Margaret was not a speaker at the event. She did not have a seat at one of the many tables packed with people. The only reason I even knew Margaret’s name was because she was a member of the Petroleum Club staff and was wearing a name tag.

But Margaret — whose maiden name I later found out was Narcisse, but she has since married — offered me a glimpse of Kim Perrot’s importance. She grew up in the same inner-city neighborhood as Kim and, in Margaret’s eyes, Kim will always be an excitable young girl who was constantly sprinting headlong down the street, always smiling, always so polite.

I didn’t introduce myself as a reporter, didn’t have a notebook out; I was just a guy looking at some trophies. Margaret just started telling her stories about young Kim Perrot to a complete stranger because a young, smiling, excited Kim Perrot has always stuck with her.

Maybe Margaret noticed that I was there to learn. She placed the scrapbooks down on each end of the table, tapped me on the shoulder and said, “There’s a lot of history in here. It’ll tell you everything you need to know.”

The floral-themed scrapbook is chronological. The first black, construction-paper page features a yellowed news clipping titled “Perrot paces win by Acadiana girls.” She scored 29 points in that game. She would score a lot more before she was done.

The clipping is framed by four pictures of a young Perrot, one of which shows her with an almost impossibly wide smile as she held up a basketball in the classic triple-threat stance.

It moves from her high school career to her college career, where she dazzled as the Lady Cajuns’ unstoppable 5-foot-5 dynamo. It shows her in action — usually scoring. It shows her in more candid moments, goofing off in the locker room.

Taped to the black background next are color photos of Kim in various odd-looking uniforms from her European playing days. Kim graduated from college before the WNBA came into existence, but she never left basketball.

These newspaper clippings are written in foreign languages.

It then chronicled her years as a Houston Comet, where she essentially walked on before winning a couple of championships as a starter. It included one magazine ad that said “The Perrot flies without a lot of squawk.”

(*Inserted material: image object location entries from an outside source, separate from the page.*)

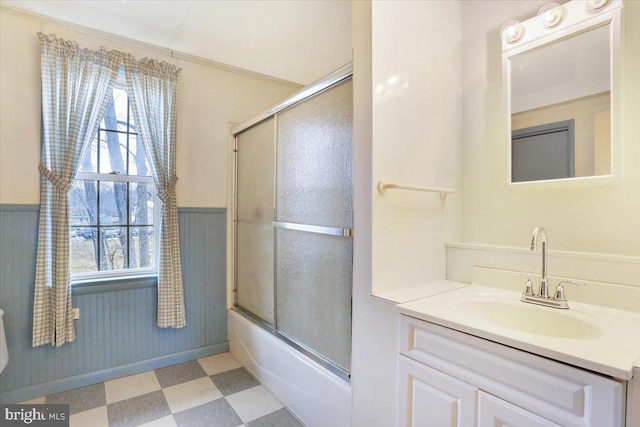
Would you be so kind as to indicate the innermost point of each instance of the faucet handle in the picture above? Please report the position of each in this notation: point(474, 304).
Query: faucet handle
point(560, 296)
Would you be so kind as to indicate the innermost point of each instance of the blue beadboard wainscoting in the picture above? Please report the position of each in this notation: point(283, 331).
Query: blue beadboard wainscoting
point(117, 333)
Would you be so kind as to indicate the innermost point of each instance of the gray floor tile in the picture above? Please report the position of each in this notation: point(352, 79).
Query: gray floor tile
point(138, 410)
point(213, 414)
point(80, 399)
point(233, 381)
point(178, 374)
point(280, 418)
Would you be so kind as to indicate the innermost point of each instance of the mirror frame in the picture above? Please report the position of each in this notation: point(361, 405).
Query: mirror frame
point(578, 18)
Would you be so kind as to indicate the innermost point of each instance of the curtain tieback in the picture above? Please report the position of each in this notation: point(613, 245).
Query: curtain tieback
point(55, 179)
point(169, 189)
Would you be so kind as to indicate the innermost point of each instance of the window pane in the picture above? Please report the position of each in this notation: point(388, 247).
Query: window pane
point(83, 249)
point(89, 163)
point(138, 164)
point(83, 202)
point(141, 203)
point(141, 247)
point(113, 248)
point(115, 116)
point(113, 152)
point(113, 203)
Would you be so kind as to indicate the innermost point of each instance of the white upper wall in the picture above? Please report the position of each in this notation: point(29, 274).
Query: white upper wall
point(209, 98)
point(602, 219)
point(416, 77)
point(298, 41)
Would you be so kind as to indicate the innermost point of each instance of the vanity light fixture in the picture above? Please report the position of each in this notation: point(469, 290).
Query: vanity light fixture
point(596, 4)
point(511, 31)
point(552, 14)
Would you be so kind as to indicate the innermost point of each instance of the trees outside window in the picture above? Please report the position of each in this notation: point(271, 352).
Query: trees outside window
point(112, 200)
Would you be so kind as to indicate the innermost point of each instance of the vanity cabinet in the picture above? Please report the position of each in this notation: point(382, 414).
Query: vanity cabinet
point(449, 378)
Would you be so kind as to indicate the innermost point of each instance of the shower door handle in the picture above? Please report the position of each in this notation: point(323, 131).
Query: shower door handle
point(319, 229)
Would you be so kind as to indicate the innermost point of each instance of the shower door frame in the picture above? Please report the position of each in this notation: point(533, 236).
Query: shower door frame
point(303, 94)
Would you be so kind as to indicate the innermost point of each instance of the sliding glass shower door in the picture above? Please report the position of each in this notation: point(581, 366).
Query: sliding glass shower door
point(294, 219)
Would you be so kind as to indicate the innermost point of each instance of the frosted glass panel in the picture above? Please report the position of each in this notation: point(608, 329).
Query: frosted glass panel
point(314, 292)
point(256, 151)
point(254, 239)
point(315, 160)
point(254, 267)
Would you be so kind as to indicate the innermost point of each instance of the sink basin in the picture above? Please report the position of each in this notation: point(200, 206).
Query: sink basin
point(530, 319)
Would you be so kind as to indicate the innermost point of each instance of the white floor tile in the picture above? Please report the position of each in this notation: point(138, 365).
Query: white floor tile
point(167, 421)
point(131, 386)
point(192, 393)
point(253, 403)
point(36, 401)
point(96, 417)
point(219, 363)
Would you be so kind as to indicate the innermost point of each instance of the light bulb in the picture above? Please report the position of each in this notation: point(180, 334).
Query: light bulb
point(511, 31)
point(552, 14)
point(596, 4)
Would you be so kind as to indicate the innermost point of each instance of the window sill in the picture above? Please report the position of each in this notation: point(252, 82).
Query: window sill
point(113, 284)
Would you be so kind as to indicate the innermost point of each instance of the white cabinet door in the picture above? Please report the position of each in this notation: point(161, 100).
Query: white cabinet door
point(494, 412)
point(429, 398)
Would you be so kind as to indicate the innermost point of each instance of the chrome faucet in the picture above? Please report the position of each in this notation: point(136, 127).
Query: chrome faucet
point(542, 297)
point(543, 292)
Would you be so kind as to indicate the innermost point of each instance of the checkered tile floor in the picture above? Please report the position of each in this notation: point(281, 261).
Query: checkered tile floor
point(213, 391)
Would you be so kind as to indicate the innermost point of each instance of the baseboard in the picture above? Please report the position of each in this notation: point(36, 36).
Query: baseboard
point(64, 384)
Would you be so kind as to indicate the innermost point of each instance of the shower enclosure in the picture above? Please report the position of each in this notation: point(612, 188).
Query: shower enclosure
point(293, 219)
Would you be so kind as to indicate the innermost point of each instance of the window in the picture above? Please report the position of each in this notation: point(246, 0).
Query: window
point(112, 218)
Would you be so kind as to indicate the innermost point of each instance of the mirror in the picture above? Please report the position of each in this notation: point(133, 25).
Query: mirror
point(560, 96)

Since there’s no hiding from the terrible truth, it included news clippings from when she discovered a tumor growing inside her body. It included news clippings from when she died six months later, at age 32.

And, in true Kim Perrot fashion, that wasn’t where the scrapbook ended. It showed people mourning Kim’s loss, it showed Kim’s teammates winning another WNBA championship in honor of her, it showed major awards being named in Kim’s name. It showed her lasting legacy.

Hopefully there’s still room in those scrapbooks.

Kim was honored again Saturday. Her uniform has been retired for some time now, but now her name hangs in the rafters of the Cajundome, the banner unveiled at halftime of the women’s team’s win against South Alabama.

The Cajundome went silent — I mean, pin-drop silent — as a video with Kim Perrot highlights played on the videoboard.

Necks craned. Everyone paid attention.

That number included Perrot’s family, gathered near the baseline in white shirts that read “Team Perrot” on the back — some emblazoned with Kim’s No. 12, some with Kim’s silhouette on the front.

The Cajundome erupted into cheers and a standing ovation when a shadowbox with Kim’s uniform was presented to Kim’s family. Both Consuella, Kim’s mother, and Loretta Perrot-Hunter, Kim’s sister, sobbed when the uniform was presented to them.

It’ll continue over the next couple of days. Kim’s old WNBA coach, Van Chancellor, will be in town Sunday for a parade.

He’ll stay for Monday, when the court at the Martin Luther King Center near Kim’s old elementary school — where Kim first crossed up the boys and girls trying to defend her — will be renamed Kim Perrot Court.

This weekend has never been about remembering Kim Perrot, but rather recognizing how and why she has managed to never be forgotten.